Constraints on $f(R)$ gravity from tSZE-selected SPT galaxy clusters and weak lensing mass calibration from DES and HST

TL;DR

This study constrains $f(R)$ gravity using galaxy cluster counts from tSZE detection, weak lensing mass calibration, and Planck CMB data, setting the tightest limits to date on deviations from general relativity.

Contribution

It provides the first tight cosmological constraints on $f(R)$ gravity using a large cluster sample with weak lensing calibration and Planck data.

Findings

Upper limit on $|f_{R0}|$ is less than 10^{-5.32} at 95% credible level.

$f(R)$ deviations causing >20% increase in cluster counts are ruled out.

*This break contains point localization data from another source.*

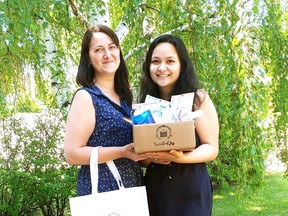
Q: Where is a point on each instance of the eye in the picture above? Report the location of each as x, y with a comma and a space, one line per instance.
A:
98, 50
170, 61
154, 61
113, 47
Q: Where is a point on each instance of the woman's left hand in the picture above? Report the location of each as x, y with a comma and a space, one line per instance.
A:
164, 157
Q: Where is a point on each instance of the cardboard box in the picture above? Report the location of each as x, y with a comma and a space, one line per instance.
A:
164, 137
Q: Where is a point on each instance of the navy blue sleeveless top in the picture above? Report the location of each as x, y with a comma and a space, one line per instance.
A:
110, 130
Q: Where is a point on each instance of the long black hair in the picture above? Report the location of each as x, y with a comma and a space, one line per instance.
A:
86, 73
187, 81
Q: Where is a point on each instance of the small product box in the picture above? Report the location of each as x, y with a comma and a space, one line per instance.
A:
164, 136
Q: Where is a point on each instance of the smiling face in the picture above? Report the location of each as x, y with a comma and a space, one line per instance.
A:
104, 54
165, 67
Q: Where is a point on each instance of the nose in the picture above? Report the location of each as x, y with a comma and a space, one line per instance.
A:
107, 53
162, 67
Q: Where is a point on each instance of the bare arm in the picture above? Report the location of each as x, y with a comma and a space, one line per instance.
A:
207, 127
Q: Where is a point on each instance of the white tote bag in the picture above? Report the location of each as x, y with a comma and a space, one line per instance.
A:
122, 202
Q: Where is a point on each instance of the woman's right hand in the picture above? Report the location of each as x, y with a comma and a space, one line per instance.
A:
128, 152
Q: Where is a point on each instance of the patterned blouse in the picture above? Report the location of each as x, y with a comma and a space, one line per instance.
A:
110, 130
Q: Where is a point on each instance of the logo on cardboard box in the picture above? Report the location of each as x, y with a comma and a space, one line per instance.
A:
163, 133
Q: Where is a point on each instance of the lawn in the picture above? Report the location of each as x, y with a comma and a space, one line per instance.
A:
270, 199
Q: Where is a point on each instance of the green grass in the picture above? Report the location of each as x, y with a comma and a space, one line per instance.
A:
270, 199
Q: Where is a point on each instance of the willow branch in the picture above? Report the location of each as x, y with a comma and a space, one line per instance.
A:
77, 13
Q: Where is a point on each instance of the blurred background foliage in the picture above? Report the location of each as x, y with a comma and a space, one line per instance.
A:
239, 49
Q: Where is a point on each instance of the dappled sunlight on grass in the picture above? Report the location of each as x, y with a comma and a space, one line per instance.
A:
218, 197
269, 199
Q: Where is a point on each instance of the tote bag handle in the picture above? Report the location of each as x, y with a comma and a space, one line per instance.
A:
94, 171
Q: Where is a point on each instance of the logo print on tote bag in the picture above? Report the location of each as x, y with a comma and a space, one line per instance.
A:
114, 214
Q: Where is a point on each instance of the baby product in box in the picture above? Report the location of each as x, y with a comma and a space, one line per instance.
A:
164, 136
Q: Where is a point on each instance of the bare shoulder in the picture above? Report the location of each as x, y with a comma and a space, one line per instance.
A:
81, 96
202, 98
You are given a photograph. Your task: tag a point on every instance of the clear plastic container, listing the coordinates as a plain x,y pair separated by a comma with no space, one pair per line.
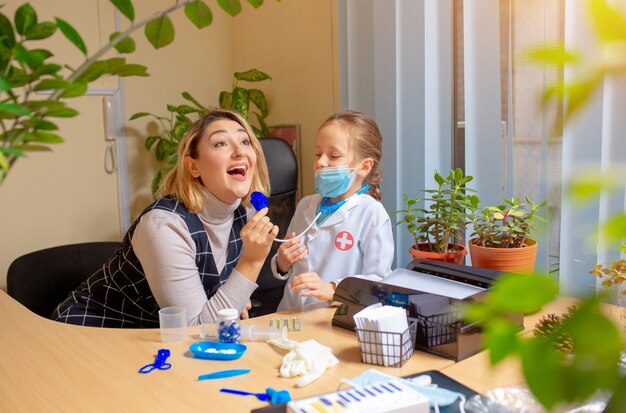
248,332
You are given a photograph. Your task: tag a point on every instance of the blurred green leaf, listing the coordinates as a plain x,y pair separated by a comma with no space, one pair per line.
552,55
232,7
25,18
160,32
187,96
126,8
252,75
139,115
6,28
256,3
541,367
40,31
150,141
71,34
608,21
226,100
199,14
126,45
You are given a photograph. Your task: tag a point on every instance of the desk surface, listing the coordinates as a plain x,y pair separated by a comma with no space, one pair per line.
49,366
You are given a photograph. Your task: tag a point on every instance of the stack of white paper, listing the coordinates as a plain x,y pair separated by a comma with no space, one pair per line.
375,324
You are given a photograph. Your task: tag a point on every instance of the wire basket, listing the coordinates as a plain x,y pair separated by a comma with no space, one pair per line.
435,330
385,348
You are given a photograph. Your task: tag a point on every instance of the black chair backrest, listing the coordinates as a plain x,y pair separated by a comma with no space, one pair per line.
42,279
283,171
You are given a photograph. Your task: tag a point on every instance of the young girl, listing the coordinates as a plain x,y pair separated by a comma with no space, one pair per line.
352,233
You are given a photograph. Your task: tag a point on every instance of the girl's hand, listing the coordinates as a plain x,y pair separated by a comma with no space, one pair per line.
318,288
289,253
257,237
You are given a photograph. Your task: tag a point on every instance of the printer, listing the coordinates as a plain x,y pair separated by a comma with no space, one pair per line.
432,293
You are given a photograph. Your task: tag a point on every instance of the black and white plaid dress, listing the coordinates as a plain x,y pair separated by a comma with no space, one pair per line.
118,294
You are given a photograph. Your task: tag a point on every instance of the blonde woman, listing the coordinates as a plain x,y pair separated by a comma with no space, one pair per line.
199,246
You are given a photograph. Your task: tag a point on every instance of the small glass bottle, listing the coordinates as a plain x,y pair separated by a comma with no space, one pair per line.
229,329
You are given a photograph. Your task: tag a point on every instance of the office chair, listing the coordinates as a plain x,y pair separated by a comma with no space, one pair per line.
42,279
283,171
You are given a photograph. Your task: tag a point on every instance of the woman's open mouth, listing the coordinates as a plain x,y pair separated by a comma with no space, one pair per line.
239,171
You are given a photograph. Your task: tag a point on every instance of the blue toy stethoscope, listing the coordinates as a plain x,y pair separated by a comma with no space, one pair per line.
325,208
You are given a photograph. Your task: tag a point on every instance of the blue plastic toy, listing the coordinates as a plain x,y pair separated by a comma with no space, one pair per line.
159,362
258,200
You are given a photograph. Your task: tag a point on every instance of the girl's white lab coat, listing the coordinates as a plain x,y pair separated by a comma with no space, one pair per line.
355,240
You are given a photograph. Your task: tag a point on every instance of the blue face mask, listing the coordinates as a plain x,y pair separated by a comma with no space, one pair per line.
436,395
334,181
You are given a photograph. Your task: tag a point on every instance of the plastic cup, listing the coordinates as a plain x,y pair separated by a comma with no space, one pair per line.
173,324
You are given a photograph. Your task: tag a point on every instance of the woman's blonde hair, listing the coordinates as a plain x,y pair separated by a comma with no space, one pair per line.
366,141
181,184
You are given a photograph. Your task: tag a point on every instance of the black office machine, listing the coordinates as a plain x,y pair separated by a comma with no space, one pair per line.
432,293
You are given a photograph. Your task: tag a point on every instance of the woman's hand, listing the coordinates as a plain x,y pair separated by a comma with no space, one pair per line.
245,312
318,288
289,253
257,237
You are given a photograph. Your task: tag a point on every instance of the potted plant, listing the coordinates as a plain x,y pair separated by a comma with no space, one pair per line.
444,218
500,240
180,119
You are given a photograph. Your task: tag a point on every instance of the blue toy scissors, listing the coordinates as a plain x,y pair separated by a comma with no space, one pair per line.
159,362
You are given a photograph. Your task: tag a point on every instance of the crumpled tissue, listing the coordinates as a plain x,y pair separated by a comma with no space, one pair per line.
308,359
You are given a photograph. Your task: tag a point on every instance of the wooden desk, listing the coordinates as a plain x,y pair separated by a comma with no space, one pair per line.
49,366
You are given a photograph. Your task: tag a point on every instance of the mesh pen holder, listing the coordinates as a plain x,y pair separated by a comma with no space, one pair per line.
385,348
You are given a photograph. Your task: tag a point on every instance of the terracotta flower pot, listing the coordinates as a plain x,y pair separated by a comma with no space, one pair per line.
455,257
518,260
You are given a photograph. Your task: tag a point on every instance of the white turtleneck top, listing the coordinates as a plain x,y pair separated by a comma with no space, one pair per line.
167,253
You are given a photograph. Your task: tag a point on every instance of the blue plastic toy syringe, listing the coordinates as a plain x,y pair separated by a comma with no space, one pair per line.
259,201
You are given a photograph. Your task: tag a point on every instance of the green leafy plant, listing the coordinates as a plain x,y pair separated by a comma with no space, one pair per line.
240,98
27,122
507,225
447,212
180,118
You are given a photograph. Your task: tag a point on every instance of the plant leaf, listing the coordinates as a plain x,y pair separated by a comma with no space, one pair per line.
126,45
14,109
25,18
241,101
8,37
71,34
132,70
232,7
45,137
160,32
126,8
258,98
256,3
252,75
139,115
187,96
40,31
199,14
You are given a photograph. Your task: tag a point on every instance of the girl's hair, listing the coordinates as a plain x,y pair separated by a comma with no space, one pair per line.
181,184
367,142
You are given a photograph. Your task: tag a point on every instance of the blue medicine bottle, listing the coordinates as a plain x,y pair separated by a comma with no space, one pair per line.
229,329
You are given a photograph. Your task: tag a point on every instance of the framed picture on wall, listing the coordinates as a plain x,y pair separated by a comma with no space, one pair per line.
291,134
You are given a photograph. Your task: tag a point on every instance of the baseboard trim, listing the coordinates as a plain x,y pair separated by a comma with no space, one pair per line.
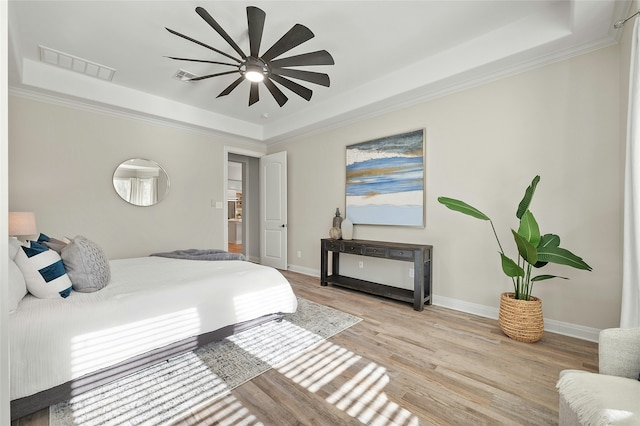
559,327
305,271
553,326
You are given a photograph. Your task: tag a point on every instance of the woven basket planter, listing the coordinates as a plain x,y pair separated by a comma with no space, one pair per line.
521,319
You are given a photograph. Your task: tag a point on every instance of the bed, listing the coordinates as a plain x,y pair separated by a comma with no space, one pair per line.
153,308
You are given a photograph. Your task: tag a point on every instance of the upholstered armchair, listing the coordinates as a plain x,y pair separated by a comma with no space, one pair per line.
611,397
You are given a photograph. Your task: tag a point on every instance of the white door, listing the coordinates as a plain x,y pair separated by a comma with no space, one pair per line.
273,210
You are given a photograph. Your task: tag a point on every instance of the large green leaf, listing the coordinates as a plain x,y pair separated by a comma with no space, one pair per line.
561,256
528,196
546,277
549,240
462,207
529,228
511,268
525,248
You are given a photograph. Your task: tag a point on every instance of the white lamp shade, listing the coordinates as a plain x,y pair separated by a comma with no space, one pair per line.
22,223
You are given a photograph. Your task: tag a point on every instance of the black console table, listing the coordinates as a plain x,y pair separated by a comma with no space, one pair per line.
420,255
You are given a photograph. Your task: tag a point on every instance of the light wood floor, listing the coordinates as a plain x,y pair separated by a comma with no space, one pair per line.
402,367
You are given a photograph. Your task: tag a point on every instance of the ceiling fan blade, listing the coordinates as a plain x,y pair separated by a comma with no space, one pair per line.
310,76
320,57
297,35
209,19
202,44
255,21
201,60
293,86
232,86
203,77
253,93
277,93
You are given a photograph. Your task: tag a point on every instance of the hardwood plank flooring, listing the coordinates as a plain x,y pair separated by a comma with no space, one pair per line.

Cluster counts combined with CMB data yield the strongest constraints on $f(R)$ gravity.

Abstract

We present constraints on the $f(R)$ gravity model using a sample of 1,005 galaxy clusters in the redshift range $0.25 - 1.78$ that have been selected through the thermal Sunyaev-Zel'dovich effect (tSZE) from South Pole Telescope (SPT) data and subjected to optical and near-infrared confirmation with the Multi-component Matched Filter (MCMF) algorithm. We employ weak gravitational lensing mass calibration from the Dark Energy Survey (DES) Year 3 data for 688 clusters at $z < 0.95$ and from the Hubble Space Telescope (HST) for 39 clusters with $0.6 < z < 1.7$. Our cluster sample is a powerful probe of $f(R)$ gravity, because this model predicts a scale-dependent enhancement in the growth of structure, which impacts the halo mass function (HMF) at cluster mass scales. To account for these modified gravity effects on the HMF, our analysis employs a semi-analytical approach calibrated with numerical simulations. Combining calibrated cluster counts with primary cosmic microwave background (CMB) temperature and polarization anisotropy measurements from the Planck2018 release, we derive robust constraints on the $f(R)$ parameter $f_{R0}$. Our results, $\log_{10} |f_{R0}| < -5.32$ at the 95 % credible level, are the tightest current constraints on $f(R)$ gravity from cosmological scales. This upper limit rules out $f(R)$-like deviations from general relativity that result in more than a $\sim$20 % enhancement of the cluster population on mass scales $M_\mathrm{200c}>3\times10^{14}M_\odot$.